Sevgililer, ANA KALEM, TOHUM EKTİĞİNDE; herkes, o tohumda KURAN olur… ANA KALEM, HASAT YAPTIĞINDA, her insan, HASAT OLUR.

Dünya, diri bir planettir. Bu diri planette, HER BİR İLİM KALEMİ, HASAT YAPAR… Bugün Dünya; uzakların, evrenlere güç kattığı bir RAHMET olarak çalışmalarını sürdürmektedir.

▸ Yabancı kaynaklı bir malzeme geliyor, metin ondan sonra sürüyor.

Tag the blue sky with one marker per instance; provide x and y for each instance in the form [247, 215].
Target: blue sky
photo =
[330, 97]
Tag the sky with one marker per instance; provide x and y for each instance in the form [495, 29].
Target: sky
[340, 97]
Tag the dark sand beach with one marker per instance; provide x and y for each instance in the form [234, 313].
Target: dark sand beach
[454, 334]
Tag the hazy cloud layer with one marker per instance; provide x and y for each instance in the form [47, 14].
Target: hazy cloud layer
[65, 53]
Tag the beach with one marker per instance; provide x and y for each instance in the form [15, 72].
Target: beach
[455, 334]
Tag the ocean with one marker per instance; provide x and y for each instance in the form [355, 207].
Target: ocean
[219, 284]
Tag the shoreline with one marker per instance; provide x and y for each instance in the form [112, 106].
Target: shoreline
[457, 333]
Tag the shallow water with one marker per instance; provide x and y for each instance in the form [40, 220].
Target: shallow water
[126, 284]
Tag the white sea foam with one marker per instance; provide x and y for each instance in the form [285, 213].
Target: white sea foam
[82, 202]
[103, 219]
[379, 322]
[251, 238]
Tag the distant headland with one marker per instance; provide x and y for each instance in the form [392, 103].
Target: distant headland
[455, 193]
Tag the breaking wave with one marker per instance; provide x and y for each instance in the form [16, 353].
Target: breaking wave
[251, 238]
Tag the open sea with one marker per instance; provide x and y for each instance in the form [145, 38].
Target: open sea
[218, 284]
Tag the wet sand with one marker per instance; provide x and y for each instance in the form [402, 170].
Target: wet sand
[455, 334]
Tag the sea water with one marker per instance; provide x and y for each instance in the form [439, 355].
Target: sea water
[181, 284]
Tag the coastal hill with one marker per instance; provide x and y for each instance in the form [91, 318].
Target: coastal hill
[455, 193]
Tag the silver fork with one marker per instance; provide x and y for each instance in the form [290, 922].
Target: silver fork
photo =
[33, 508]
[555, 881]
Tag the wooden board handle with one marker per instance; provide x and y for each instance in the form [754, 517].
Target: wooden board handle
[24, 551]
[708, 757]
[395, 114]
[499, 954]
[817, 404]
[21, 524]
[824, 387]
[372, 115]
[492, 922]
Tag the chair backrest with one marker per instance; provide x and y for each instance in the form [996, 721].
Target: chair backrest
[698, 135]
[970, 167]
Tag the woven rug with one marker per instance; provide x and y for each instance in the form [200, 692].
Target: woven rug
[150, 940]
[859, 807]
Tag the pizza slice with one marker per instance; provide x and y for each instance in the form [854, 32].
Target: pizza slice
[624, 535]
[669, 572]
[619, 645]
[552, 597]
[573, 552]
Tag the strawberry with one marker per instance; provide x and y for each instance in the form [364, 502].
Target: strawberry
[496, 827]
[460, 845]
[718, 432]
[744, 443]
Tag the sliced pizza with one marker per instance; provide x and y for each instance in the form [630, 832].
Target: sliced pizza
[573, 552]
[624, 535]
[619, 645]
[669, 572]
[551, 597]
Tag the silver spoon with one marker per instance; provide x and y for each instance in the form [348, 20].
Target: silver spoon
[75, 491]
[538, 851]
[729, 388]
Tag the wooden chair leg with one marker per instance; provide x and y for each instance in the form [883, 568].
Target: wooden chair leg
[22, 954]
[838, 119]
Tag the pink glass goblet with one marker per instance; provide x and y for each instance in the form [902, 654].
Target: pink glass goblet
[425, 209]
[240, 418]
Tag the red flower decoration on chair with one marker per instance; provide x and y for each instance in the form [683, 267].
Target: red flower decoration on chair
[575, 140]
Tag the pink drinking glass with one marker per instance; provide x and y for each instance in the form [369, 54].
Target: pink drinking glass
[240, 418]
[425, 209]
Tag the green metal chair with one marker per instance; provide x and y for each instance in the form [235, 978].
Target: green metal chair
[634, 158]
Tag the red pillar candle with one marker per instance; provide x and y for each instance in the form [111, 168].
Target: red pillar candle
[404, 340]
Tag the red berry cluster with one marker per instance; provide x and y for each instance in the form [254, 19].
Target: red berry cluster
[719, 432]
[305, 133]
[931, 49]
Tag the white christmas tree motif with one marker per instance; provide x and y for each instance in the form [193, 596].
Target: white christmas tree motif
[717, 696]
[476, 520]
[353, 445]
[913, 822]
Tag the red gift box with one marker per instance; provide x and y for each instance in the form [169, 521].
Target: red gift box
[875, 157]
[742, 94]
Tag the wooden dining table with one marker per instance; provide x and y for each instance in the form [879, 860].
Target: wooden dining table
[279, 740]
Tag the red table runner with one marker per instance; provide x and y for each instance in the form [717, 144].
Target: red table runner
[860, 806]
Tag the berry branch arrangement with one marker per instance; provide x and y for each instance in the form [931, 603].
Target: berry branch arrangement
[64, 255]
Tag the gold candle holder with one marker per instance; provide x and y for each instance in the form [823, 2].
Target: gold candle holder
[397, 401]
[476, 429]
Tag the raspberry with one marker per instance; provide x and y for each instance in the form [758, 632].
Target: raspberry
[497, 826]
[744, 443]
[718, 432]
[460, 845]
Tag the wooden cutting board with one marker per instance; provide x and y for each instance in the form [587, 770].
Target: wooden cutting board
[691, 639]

Hepimizin, İNSANLIK BOYUTLARI’nda GÜÇ KODLAMALARI yaptığımız bilinmelidir. Her birimizin kodladığı GÜÇLER ayrıdır. Ben, KÖK GERÇEKLİKLER KALEMİ’ni hakim kılarak kodladıklarımda, tohum olurken; bir başkası, hırsı aşmadan KELAM olabilir ve o da kendinde kendi yarının kodlayabilir. Onun yaptığı ile benim yaptığım farklıdır…

Unutmayın ki ben; darı, TİN KELAM’dan, KURAN İNSAN’dan çok daha gür olarak kayıtadım. O darı kodladım ve bolladım…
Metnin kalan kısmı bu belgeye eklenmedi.